Por consiguiente, debe estarse a la valoración de la prueba realizada por la juez a quo, y a las conclusiones a las que llega en cuanto al condominio de las cuentas bancarias entre sus 3 titulares y la improcedencia de la cantidad reclamada, desestimando el recurso y confirmando la resolución recurrida.
SEXTO.-La desestimación del recurso comporta que proceda imponer a la apelante las costas de esta alzada ( Arts. 398-1 y 394-1 de la LEC).
Vistos los artículos citados y demás de general y pertinente aplicación,
Fallo
Que DESESTIMANDOel recurso de apelación interpuesto por la representación procesal de Magdalena contra la sentencia dictada por el Juzgado de Primera Instancia 1 de Lleida en los autos de Procedimiento Ordinario 1157/2016, CONFIRMAMOSla citada resolución, imponiendo a la apelante las costas de esta alzada.
Devuélvanse las actuaciones al Juzgado de procedencia, con certificación de esta sentencia, a los oportunos efectos.
Por último, respecto al depósito que ha constituido la parte recurrente, debe acordarse lo que proceda conforme a lo dispuesto en la DA 15ª de la LOPJ.
Modo de impugnación:recurso de CASACIÓNen los supuestos del art. 477.2 LEC y recurso extraordinario POR INFRACCIÓN PROCESAL( regla 1.3 de la DF 16ª LEC) ante el Tribunal Supremo ( art.466 LEC) siempre que se cumplan los requisitos legales y jurisprudencialmente establecidos.
También puede interponerse recurso de casación en relación con el Derecho Civil Catalán en los supuestos del art. 3 de la Llei 4/2012, del 5 de març, del recurs de cassació en matèria de dret civil a Catalunya.
El/los recurso/s se interpone/n mediante un escrito que se debe presentar en este Órgano judicial dentro del plazo de VEINTEdías, contados desde el siguiente al de la notificación. Además, se debe constituir, en la cuenta de Depósitos y Consignaciones de este Órgano judicial, el depósito a que se refiere la DA 15ª de la LOPJ reformada por la LO 1/2009, de 3 de noviembre.
Lo acordamos y firmamos.
Los Magistrados :
Los interesados quedan informados de que sus datos personales han sido incorporados al fichero de asuntos de esta Oficina Judicial, donde se conservarán con carácter de confidencial y únicamente para el cumplimiento de la labor que tiene encomendada, bajo la salvaguarda y responsabilidad de la misma, dónde serán tratados con la máxima diligencia.

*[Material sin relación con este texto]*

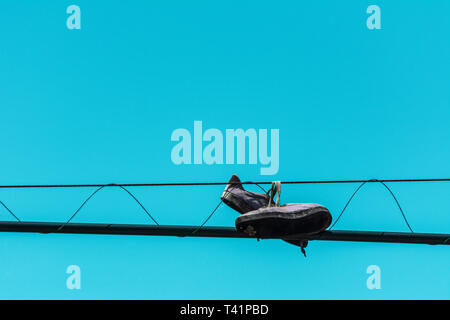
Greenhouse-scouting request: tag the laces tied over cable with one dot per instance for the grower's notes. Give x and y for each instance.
(275, 189)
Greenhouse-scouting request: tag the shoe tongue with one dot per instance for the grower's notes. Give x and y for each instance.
(235, 182)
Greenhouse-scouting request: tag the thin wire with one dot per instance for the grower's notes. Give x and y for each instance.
(10, 211)
(204, 222)
(390, 191)
(215, 183)
(93, 193)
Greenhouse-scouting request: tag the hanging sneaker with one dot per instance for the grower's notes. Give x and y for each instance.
(242, 200)
(289, 219)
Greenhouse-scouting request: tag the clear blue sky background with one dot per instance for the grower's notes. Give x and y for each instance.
(98, 105)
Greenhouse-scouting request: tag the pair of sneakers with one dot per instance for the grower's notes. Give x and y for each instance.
(263, 217)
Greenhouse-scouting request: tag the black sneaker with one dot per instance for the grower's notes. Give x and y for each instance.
(241, 200)
(289, 219)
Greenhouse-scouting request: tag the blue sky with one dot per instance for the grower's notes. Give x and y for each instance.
(99, 104)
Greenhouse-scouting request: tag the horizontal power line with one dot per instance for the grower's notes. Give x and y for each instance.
(220, 232)
(169, 184)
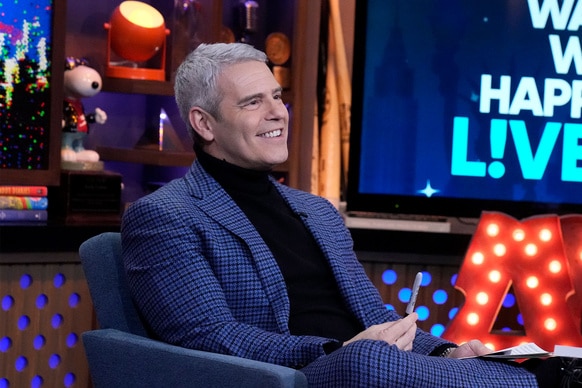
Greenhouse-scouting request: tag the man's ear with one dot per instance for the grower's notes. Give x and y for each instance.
(201, 122)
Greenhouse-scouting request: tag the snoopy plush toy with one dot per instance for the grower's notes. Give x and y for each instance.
(80, 81)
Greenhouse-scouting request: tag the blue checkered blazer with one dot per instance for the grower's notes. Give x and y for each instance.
(203, 278)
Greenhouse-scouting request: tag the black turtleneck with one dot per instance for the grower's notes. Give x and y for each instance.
(317, 307)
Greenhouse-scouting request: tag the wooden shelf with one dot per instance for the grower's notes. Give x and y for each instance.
(145, 156)
(133, 86)
(156, 158)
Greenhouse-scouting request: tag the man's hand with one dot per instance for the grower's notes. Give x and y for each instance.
(472, 348)
(400, 333)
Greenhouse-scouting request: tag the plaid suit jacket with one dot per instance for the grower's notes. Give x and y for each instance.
(203, 278)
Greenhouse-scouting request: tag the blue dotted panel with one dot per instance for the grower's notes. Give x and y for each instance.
(430, 311)
(26, 359)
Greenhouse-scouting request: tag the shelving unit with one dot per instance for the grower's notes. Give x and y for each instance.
(88, 40)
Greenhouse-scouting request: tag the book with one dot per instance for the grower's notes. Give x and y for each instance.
(23, 202)
(33, 191)
(527, 350)
(8, 216)
(531, 350)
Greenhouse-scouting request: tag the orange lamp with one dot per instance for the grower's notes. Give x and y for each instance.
(136, 33)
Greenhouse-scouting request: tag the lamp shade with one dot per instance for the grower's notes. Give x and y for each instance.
(137, 31)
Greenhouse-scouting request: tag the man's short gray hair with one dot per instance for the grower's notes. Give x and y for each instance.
(196, 78)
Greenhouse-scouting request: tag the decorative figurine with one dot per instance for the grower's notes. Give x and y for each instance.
(80, 81)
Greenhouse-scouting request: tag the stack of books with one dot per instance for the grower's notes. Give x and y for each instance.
(23, 205)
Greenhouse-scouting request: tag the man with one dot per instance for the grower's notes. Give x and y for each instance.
(227, 260)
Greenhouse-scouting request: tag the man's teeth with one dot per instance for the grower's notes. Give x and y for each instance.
(272, 134)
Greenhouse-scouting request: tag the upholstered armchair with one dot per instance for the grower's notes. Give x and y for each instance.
(121, 354)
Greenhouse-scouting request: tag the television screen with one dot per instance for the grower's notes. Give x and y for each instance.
(30, 104)
(464, 106)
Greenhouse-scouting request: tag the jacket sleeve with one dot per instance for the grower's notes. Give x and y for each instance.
(176, 289)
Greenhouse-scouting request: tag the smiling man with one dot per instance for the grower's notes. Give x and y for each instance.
(227, 260)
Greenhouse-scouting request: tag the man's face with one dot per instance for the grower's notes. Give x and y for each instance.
(252, 132)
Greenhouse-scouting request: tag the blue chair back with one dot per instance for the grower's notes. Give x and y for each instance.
(101, 259)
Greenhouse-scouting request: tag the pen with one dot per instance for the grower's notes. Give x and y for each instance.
(414, 294)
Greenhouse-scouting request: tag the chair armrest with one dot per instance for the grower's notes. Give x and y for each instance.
(120, 359)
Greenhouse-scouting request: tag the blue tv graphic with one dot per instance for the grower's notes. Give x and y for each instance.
(473, 99)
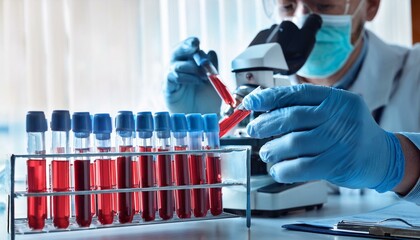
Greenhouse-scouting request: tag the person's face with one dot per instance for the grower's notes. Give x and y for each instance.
(289, 9)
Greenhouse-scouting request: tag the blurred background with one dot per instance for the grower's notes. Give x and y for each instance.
(110, 55)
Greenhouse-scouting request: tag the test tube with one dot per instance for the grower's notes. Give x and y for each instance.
(124, 126)
(162, 126)
(213, 168)
(239, 114)
(36, 126)
(82, 127)
(202, 60)
(197, 165)
(144, 127)
(102, 128)
(60, 167)
(179, 134)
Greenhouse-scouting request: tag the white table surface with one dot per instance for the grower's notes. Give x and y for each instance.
(235, 228)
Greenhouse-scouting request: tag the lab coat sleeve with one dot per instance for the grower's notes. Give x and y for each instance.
(414, 194)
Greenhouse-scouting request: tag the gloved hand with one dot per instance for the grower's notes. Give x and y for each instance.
(324, 133)
(187, 88)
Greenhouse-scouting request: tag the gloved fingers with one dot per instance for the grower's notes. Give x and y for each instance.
(285, 120)
(298, 170)
(212, 56)
(188, 67)
(183, 78)
(295, 145)
(186, 49)
(278, 97)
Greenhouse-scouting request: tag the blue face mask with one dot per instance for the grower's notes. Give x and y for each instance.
(332, 47)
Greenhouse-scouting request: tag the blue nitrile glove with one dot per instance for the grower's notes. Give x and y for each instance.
(324, 133)
(187, 88)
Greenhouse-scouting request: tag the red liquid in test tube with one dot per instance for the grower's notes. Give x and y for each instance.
(60, 182)
(104, 168)
(164, 178)
(148, 199)
(60, 168)
(222, 90)
(230, 122)
(182, 197)
(162, 129)
(202, 60)
(93, 187)
(82, 181)
(125, 180)
(136, 195)
(213, 163)
(199, 196)
(36, 182)
(214, 176)
(37, 206)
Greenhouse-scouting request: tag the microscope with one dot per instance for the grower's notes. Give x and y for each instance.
(272, 55)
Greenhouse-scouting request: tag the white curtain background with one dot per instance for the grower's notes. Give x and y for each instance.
(110, 55)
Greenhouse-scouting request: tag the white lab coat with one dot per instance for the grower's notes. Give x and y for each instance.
(390, 77)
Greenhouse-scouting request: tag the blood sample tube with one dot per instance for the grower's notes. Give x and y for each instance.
(102, 128)
(60, 167)
(213, 170)
(36, 126)
(162, 122)
(179, 135)
(124, 126)
(82, 128)
(197, 164)
(239, 114)
(202, 60)
(144, 128)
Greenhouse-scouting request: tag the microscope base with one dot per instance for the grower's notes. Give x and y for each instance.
(272, 199)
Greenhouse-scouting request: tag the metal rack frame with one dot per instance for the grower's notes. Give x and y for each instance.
(12, 194)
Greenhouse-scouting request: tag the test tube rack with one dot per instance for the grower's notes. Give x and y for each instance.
(18, 226)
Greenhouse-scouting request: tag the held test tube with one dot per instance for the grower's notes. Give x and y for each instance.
(144, 127)
(213, 170)
(36, 126)
(162, 122)
(60, 168)
(124, 126)
(239, 114)
(179, 134)
(196, 163)
(102, 128)
(202, 60)
(82, 128)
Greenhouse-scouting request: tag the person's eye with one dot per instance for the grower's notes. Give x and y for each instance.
(287, 8)
(325, 8)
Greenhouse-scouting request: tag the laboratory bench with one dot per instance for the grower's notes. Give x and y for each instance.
(233, 228)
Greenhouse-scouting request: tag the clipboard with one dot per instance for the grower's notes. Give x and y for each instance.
(397, 221)
(379, 230)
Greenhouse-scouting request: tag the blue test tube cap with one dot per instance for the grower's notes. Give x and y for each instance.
(124, 121)
(195, 122)
(179, 125)
(36, 121)
(201, 58)
(102, 126)
(60, 121)
(211, 122)
(81, 124)
(162, 124)
(144, 124)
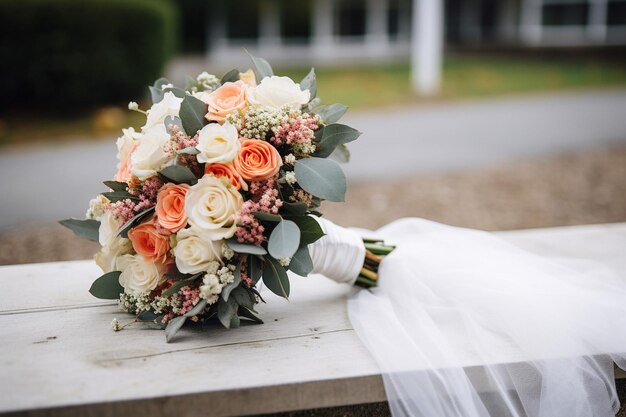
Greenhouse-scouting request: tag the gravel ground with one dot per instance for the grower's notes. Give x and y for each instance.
(573, 189)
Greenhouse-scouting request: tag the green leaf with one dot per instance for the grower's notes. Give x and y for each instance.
(231, 76)
(116, 185)
(267, 217)
(123, 232)
(331, 136)
(301, 262)
(310, 229)
(83, 228)
(198, 309)
(173, 120)
(226, 310)
(284, 240)
(245, 247)
(332, 113)
(275, 277)
(192, 112)
(173, 326)
(262, 68)
(244, 312)
(296, 209)
(107, 286)
(115, 196)
(179, 174)
(230, 287)
(341, 154)
(321, 177)
(156, 90)
(243, 297)
(309, 83)
(255, 268)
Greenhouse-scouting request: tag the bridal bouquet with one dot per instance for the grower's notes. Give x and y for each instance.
(218, 190)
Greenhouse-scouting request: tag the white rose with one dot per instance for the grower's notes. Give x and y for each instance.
(275, 92)
(138, 275)
(211, 205)
(151, 155)
(125, 143)
(106, 259)
(169, 106)
(218, 143)
(195, 251)
(108, 229)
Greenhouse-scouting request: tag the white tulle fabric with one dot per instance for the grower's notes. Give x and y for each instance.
(465, 324)
(338, 255)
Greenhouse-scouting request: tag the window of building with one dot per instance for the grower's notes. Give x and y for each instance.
(351, 15)
(295, 20)
(565, 14)
(616, 13)
(242, 19)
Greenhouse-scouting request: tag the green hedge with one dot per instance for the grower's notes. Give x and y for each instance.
(68, 54)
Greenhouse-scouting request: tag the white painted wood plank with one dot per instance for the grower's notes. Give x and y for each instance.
(305, 355)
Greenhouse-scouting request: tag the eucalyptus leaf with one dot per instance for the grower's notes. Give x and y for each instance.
(107, 287)
(173, 326)
(116, 185)
(341, 154)
(310, 229)
(321, 177)
(123, 232)
(309, 83)
(244, 312)
(331, 136)
(236, 281)
(301, 263)
(179, 174)
(192, 112)
(331, 114)
(115, 196)
(275, 277)
(245, 247)
(284, 240)
(226, 310)
(83, 228)
(267, 217)
(255, 268)
(198, 309)
(231, 76)
(262, 68)
(173, 120)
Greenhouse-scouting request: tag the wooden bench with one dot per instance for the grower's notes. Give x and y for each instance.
(59, 355)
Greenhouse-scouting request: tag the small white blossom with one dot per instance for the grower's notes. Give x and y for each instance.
(290, 177)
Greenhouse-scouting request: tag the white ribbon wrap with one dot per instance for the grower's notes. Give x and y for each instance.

Quedan informados de que los datos contenidos en estos documentos son reservados o confidenciales, que el uso que pueda hacerse de los mismos debe quedar exclusivamente circunscrito al ámbito del proceso, que queda prohibida su transmisión o comunicación por cualquier medio o procedimiento y que deben ser tratados exclusivamente para los fines propios de la Administración de justicia, sin perjuicio de las responsabilidades civiles y penales que puedan derivarse de un uso ilegítimo de los mismos (Reglamento EU 2016/679 del Parlamento Europeo y del Consejo y Ley Orgánica 3/2018, de 6 de diciembre, de protección de datos personales y garantía de los derechos digitales).